In September 2015 the UN General Assembly approved Sustainable Development Goal 14 – Life Below Water – as Member States’ commitment to address the crisis of the Ocean.
SDG 14 talks about various initiatives to address the alarming prospect of the decline of the ocean. In addition to marine protected areas (sanctuaries), it talks about government subsidies, excessive by-catch, illegal equipment, acidification, pollution, and warming, among many worrisome factors.
The only numerical goal in SDG 14 is Target 5: By 2020, conserve at least 10 percent of coastal and marine areas, consistent with national and international law and based on best available scientific information.
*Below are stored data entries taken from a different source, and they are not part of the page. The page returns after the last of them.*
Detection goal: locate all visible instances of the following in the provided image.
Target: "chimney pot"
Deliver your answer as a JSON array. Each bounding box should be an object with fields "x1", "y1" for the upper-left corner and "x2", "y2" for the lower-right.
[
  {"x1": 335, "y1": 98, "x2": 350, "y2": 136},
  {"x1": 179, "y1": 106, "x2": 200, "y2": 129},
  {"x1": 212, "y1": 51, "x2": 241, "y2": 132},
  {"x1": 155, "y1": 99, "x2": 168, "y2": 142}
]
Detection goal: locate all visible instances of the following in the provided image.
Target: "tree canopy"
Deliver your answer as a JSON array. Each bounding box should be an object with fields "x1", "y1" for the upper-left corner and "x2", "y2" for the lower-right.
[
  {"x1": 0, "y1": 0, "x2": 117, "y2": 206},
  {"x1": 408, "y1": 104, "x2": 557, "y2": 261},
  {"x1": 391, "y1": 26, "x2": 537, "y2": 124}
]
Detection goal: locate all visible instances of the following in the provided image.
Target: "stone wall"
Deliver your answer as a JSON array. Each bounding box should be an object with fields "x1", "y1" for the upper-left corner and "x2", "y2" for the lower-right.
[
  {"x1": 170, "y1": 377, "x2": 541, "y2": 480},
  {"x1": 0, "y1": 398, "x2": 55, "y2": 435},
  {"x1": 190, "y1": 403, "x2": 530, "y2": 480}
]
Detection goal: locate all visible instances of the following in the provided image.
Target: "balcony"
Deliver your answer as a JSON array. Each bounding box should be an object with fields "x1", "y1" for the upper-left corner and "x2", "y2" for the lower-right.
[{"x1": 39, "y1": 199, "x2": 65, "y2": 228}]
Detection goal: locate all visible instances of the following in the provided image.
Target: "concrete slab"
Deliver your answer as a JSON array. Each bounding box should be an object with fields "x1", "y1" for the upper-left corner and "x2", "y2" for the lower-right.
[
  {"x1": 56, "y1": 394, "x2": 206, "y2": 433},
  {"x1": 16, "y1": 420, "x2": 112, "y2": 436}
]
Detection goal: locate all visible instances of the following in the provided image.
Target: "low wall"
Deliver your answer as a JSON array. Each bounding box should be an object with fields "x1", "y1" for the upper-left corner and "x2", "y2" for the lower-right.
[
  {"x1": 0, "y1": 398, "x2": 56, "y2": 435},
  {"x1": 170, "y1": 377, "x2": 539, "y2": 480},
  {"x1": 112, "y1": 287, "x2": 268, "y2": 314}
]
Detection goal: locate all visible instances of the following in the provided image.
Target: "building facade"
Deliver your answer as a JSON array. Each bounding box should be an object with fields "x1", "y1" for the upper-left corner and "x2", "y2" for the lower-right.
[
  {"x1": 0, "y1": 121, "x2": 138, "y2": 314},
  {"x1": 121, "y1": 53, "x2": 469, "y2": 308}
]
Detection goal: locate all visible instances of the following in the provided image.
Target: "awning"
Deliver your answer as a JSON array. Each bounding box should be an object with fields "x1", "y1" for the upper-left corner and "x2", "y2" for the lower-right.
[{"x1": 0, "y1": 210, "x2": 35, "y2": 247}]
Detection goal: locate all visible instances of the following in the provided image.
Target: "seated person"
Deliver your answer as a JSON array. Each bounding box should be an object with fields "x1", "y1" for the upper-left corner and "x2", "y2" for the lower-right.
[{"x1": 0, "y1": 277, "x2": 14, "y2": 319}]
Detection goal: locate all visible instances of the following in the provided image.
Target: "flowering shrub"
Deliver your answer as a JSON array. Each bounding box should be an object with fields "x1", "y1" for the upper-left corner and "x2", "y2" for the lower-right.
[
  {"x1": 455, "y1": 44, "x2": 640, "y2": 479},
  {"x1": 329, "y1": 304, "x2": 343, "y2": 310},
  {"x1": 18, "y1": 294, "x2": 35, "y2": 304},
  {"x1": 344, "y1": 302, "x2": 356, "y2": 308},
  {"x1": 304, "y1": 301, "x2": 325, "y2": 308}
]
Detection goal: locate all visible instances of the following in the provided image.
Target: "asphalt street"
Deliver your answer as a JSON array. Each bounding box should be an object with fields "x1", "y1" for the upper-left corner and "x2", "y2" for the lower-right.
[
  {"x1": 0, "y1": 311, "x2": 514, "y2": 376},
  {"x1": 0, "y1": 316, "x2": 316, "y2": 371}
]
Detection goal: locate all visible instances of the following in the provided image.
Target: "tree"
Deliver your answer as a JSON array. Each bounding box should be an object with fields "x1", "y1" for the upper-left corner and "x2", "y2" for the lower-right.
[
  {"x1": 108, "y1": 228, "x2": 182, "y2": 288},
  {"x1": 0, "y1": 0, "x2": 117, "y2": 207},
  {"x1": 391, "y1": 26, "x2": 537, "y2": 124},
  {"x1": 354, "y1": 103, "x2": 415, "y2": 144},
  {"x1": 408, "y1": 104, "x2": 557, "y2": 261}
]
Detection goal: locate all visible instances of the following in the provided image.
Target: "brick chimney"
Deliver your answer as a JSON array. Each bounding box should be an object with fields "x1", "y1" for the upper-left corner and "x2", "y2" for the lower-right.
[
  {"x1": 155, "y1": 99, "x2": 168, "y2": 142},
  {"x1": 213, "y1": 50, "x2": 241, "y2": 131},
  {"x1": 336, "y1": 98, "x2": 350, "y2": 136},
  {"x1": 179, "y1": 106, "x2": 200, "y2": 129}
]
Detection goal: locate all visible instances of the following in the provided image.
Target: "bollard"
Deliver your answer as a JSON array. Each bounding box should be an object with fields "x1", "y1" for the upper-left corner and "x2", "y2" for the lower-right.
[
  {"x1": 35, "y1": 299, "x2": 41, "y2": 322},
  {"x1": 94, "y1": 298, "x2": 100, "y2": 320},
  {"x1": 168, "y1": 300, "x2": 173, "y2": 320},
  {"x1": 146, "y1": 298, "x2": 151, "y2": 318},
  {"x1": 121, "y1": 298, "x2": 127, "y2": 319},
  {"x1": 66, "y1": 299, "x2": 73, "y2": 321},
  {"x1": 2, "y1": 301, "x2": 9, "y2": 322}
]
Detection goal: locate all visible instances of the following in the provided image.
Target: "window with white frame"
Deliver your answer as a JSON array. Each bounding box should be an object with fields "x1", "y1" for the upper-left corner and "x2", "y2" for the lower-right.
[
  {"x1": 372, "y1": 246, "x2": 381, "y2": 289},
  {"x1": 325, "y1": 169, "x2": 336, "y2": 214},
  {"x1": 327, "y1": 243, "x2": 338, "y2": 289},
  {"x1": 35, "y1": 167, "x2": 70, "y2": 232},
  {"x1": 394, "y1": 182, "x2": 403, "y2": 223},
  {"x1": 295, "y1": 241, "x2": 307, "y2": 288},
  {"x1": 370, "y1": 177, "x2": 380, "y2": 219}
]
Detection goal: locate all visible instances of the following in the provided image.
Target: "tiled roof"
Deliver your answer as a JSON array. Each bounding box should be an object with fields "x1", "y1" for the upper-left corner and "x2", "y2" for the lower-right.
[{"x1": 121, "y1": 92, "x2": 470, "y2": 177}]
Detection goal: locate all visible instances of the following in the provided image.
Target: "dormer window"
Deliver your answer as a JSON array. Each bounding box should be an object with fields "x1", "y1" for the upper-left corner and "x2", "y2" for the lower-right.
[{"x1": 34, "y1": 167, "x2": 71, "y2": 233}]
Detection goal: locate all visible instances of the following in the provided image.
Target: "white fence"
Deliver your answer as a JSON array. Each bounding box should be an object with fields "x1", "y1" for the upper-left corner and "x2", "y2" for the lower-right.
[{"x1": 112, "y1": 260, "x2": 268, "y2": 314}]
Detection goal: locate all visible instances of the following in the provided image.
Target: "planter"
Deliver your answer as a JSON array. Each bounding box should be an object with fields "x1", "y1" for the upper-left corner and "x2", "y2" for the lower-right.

Marine protected areas (MPAs), or sanctuaries, limit the type and amount of fishing that can be conducted, and are vital to replenishing the ocean’s life. Numerous studies show that well designed and properly managed MPA’s can replenish and restore the fish population and other marine life. Data show that in a no take, well enforced sanctuary one can find 200% more large fish species, 840% more large fish, and 1990% more shark mass, compared to unprotected areas. In addition to serving as fish replenishment zones, sanctuaries are reservoirs of biodiversity, and help maintain the ocean’s resilience and ability to adapt to changing climates.
The Ocean Sanctuary Alliance (OSA) believes the establishment of “no-take” protected areas where commercial fishing cannot occur is the single most important of all the SDG 14 initiatives, and should be strongly supported by Member States responding to the need for urgent action. This must be considered against the background that the current situation of fish stock is deteriorating rapidly. Many commercial fisheries are quickly approaching collapse. It is possible to save them if action is taken soon.
Importantly, we believe the establishment of sanctuaries can be accomplished more quickly than any of the other actions contemplated by SDG 14. It takes the political will or decision of each Member State to establish the boundaries of protected areas. While the political process required to take such decisions varies among Member States, all have the capacity to take swift action in the face of an urgent need. Once the decision is taken, the protected area comes immediately into existence and its boundaries are known to all.
A global network of sanctuaries can stabilize fish stocks at a sustainable level and reverse the decline of marine life. If this opportunity is missed, the next occasion to debate these issues at the global level will be 2030, when the damage may be irreversible.